Anthony Doerr, age 28, writes short stories. Has lived many interesting places. Has published in prestigious publications. Likes fishing. Check out his collection, The Shell Collector. Many thanks to Terri Windling for bringing Doerr to my attention when she published his story "The Hunter's Wife" in The Year's Best Fantasy and Horror: Fifteenth Annual Collection. He also has a very good story, The Snake Handler," in the Fall 2002 issue of Zoetrope.
Speaking of Fishing...
I started fishing as a small child off the dock at my parent's cabin in Wisconsin. We had these small orange ice fishing rods that were the perfect size for us and catching little sunnies and perch. I remember my grandpa bending down to get a new worm for me after he'd just taken a little sunny off my hook. While he was digging in the dirt, my hook slipped in and I'd already caught another one. They were that easy to catch. It didn't take long before our parents made us start taking off our own fish. I don't know why getting the fish off the hook for the first time was so traumatic. I think we were worried about cutting ourselves on the fins and hurting the fish. That first time took forever. We stood crying on the dock holding the rod and towing the fish around in the water, while our parent's sat looking down on us from the deck. They showed no mercy. In and out of the water, the fish would go until we finally were desperate enough to wrap our hand over the fin and guide the hook out its gasping mouth.
We moved on to casting rods and bigger fish as we got older. I was ten or eleven years old when I caught my first northern pike. I was in the motor boat with my dad, and he held the fish up in the air proclaiming it was a keeper. I told him to release the fish back into the lake. He refused and said we'd be eating it that weekend. I told him that I'd never fish again if he didn't put it back. He wouldn't, and I haven't. It wasn't a hard vow to keep because I only really fished to keep my dad company. We still went out in the boat together after that, but I sat reading a book and suntanning while he trolled.

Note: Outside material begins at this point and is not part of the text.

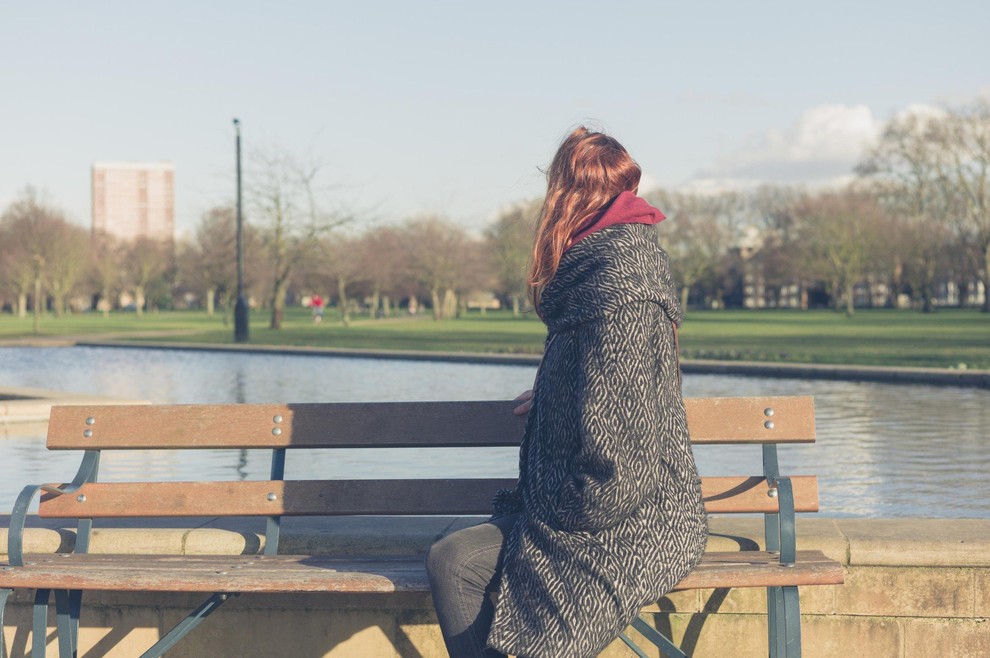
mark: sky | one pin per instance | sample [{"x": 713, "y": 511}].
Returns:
[{"x": 452, "y": 108}]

Sand Lake isn't a huge lake but it does get pretty deep, about 60 feet deep. Sometimes, after a water skiing wipe out in the middle of the lake, I'd float waiting for the boat to come around and think about how much water was around me and what that water could be hiding. There is a lake legend of a huge muskie (muskellunge). All the fisherman have a story about hooking it only to lose it when someone was slow with the net or the line broke. A neighbor had a nice sized walleye on the line when a much larger muskie came up and grabbed it. One time, my grandpa had a muskie hooked that he knew he'd have trouble landing. He brought it up along side the boat and called my grandma over with the net. She took one look at the monster and said, "Don't you dare bring that in the boat."
The best source of muskie stories was the late Gearhard Heineke, or as we knew him, the Muskie Fisherman. He was so good that he had Muskie skulls covering his barn and the fence posts that lined his property the way some people have antlers. When he came by in the boat, he'd sometimes stop in to have a beer with my dad. He had a net in his boat for muskies that could have held any of us kids. He told us that on top of dining on biggest fish in the lake, muskies also ate duckings, muskrats and daydreaming children. I'm pretty sure he was right about the first two. I'm not going to venture a guess on the last one.